De regieverpleegkundige stelt op basis van klinisch redeneren de behoefte aan verpleegkundige zorg vast op lichamelijk, psychisch, functioneel en sociaal gebied, indiceert en verleent deze zorg in complexe situaties volgens het verpleegkundig proces, op basis van Evidence Based Practice (EBP).
Praktijk doelen
De regieverpleegkundige:
integreert de stappen van het klinisch redeneren in een casuïstiek bespreking op de verpleegafdeling.
beschrijft ter voorbereiding een bestaande casuïstiek. Maakt daarbij gebruik van diverse bronnen in de verschillende fasen van het verpleegkundig proces.
bespreekt op basis van de verzamelde informatie de verpleegkundige zorgvragen, zorgresultaten en interventies.
is voorzitter van een casuïstiekbespreking, waarbij ze het verloop kan monitoren, waar nodig bijstellen en de resultaten evalueren bij zorgproblemen in de vier gebieden van het menselijk functioneren.

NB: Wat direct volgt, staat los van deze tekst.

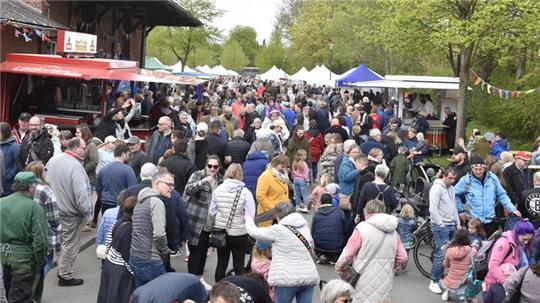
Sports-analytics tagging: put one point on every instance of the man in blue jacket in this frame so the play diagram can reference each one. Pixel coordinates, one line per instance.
(476, 195)
(114, 177)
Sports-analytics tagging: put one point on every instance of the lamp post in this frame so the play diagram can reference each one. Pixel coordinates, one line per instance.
(331, 46)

is in staat om op een verpleegafdeling, een moment te bepalen om een casus te bespreken aan de hand van klinisch redeneren.
is mede verantwoordelijk om wekelijks een casus aan de hand van klinisch redeneren te bespreken en stemt dit af met haar collega’s.
kan naar aanleiding van een besproken casus een PICO beschrijven en dit toepassen in EBP.
nodigt indien wenselijk of toegevoegde waarde heeft een andere discipline uit.
Attitude doelen
De regieverpleegkundige:
toont verantwoordelijkheid voor het eigen handelen.
houdt in haar handelen rekening met de wensen, behoeften van zorgvrager en diens naasten.
ziet de zorgvrager als partner in het vaststellen van zorg.
toont een onderzoekende houding richting zorgvrager bij de analyse van de zorgvragen.
communiceert met collega’s, de arts en de patiënt en zijn naasten.